As Watson approaches the Devonshire setting of Baskerville Hall, Doyle's imagery--which is description using the five senses--helps set the scene and the mood. The description using the five senses is mixed with abstract words like "melancholy" that help us understand the emotional mood evoked by the landscape.
Some words or phrases that tell us about the countryside as the train draws nearer are as follows: "a gray, melancholy hill" and "a strange jagged summit." Watson sees the setting as follows:

dim and vague in the distance, like some fantastic landscape in a dream.

Words such as "gray," "melancholy," "strange," "jagged, and "dim" might give us an uneasy feeling about this particular setting. It sounds anything but bright, light, and cheerful.

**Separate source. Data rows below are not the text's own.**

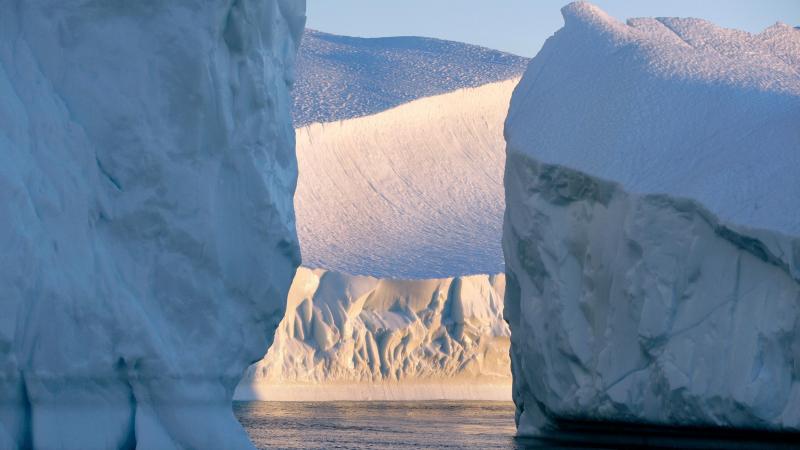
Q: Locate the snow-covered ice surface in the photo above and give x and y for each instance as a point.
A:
(341, 77)
(652, 223)
(412, 192)
(360, 338)
(146, 176)
(676, 106)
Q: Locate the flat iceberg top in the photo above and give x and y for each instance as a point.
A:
(412, 192)
(342, 77)
(674, 106)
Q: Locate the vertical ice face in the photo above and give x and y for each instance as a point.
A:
(148, 238)
(652, 229)
(348, 337)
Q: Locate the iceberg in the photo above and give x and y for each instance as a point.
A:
(399, 216)
(148, 239)
(342, 77)
(652, 227)
(414, 192)
(347, 337)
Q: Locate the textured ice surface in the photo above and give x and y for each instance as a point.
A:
(361, 338)
(651, 232)
(677, 106)
(341, 77)
(146, 176)
(412, 192)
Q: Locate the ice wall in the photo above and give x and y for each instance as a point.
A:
(361, 338)
(652, 230)
(148, 238)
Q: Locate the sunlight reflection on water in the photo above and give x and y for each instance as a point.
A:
(374, 425)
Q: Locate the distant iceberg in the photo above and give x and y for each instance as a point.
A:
(652, 231)
(350, 337)
(412, 192)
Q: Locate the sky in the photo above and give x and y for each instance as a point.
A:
(521, 26)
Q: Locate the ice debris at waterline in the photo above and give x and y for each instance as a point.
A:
(361, 338)
(146, 176)
(652, 225)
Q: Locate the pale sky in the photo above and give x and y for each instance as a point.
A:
(521, 26)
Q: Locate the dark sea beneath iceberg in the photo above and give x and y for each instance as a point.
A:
(379, 425)
(457, 425)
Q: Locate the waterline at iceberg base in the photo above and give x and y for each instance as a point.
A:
(147, 171)
(652, 226)
(348, 337)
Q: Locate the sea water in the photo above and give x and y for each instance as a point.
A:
(379, 425)
(463, 424)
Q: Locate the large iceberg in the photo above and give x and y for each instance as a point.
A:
(412, 192)
(652, 231)
(348, 337)
(148, 237)
(409, 201)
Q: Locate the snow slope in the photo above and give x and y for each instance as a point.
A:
(412, 192)
(341, 77)
(652, 236)
(360, 338)
(146, 177)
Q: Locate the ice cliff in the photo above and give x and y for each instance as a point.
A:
(652, 230)
(411, 201)
(148, 237)
(361, 338)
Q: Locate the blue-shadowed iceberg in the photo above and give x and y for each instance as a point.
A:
(148, 239)
(652, 229)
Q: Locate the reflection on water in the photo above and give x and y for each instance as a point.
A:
(379, 425)
(466, 424)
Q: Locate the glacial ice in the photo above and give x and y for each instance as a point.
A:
(412, 192)
(652, 230)
(343, 77)
(148, 237)
(350, 337)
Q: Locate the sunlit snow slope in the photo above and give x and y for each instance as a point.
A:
(147, 235)
(412, 192)
(341, 77)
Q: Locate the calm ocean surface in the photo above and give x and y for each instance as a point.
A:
(379, 425)
(456, 425)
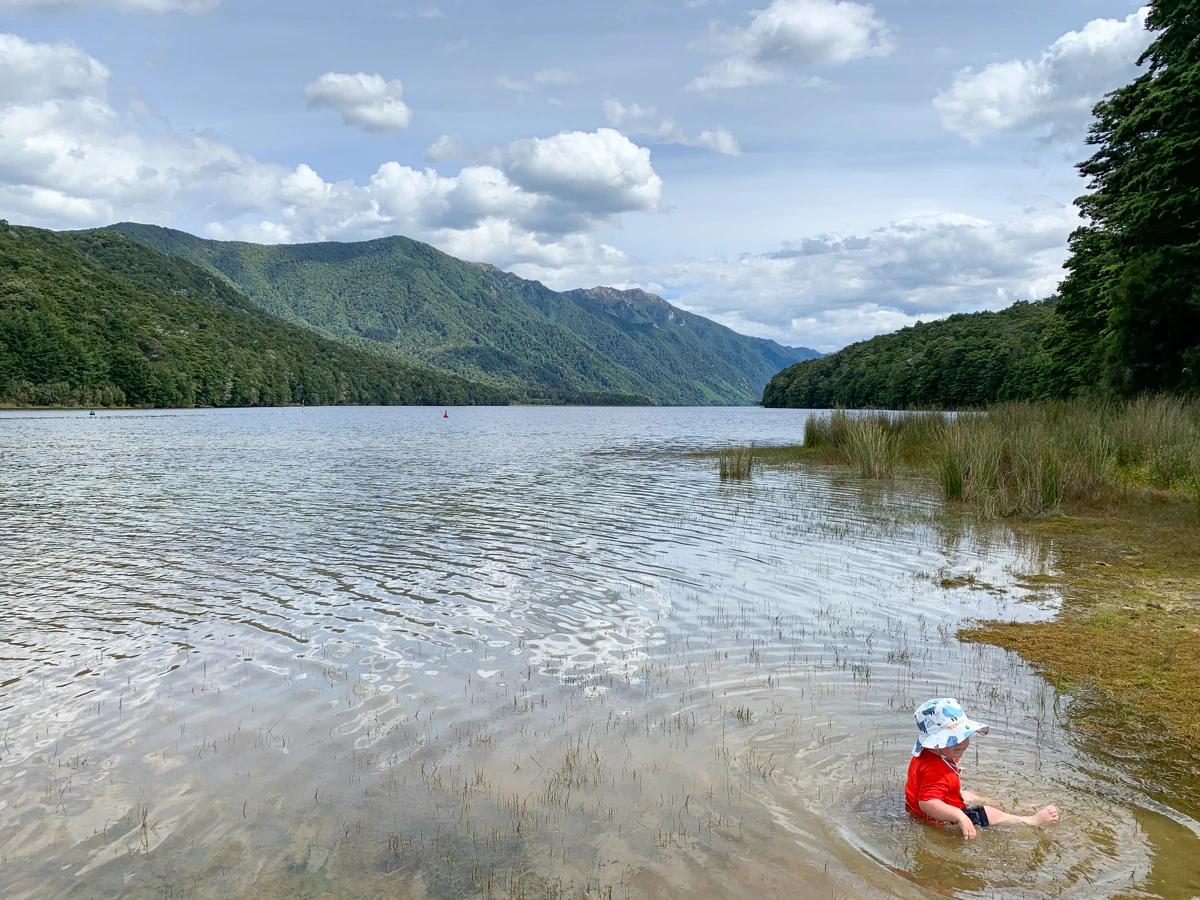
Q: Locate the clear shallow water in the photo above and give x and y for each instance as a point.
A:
(520, 652)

We also learn of the "gloomy curve of the moor" and "the jagged and sinister hills," which reinforces the mood of foreboding. As the travelers approach Baskerville Hall, autumn is depicted as a grim and unpleasant, rather than a lovely season. One example is the image of the "rotting vegetation" on the ground. A "cold wind" sweeps down from the moor. The moor is described as a "desolate plain," and "barren waste," both inhospitable images. Other negative imagery includes "stunted oaks and firs."
When Watson first sees Baskerville Hall, it is describes as a creepy, unsettling, Gothic place. The lodge they pass is "a ruin of black granite," and the trees that tower overhead leading the main house create a "sombre tunnel." Baskerville "shudder[s]" as he views the house, which looks like a "ghost."
With all this description of an inhospitable locale, we can expect a scary, eery story to unfold.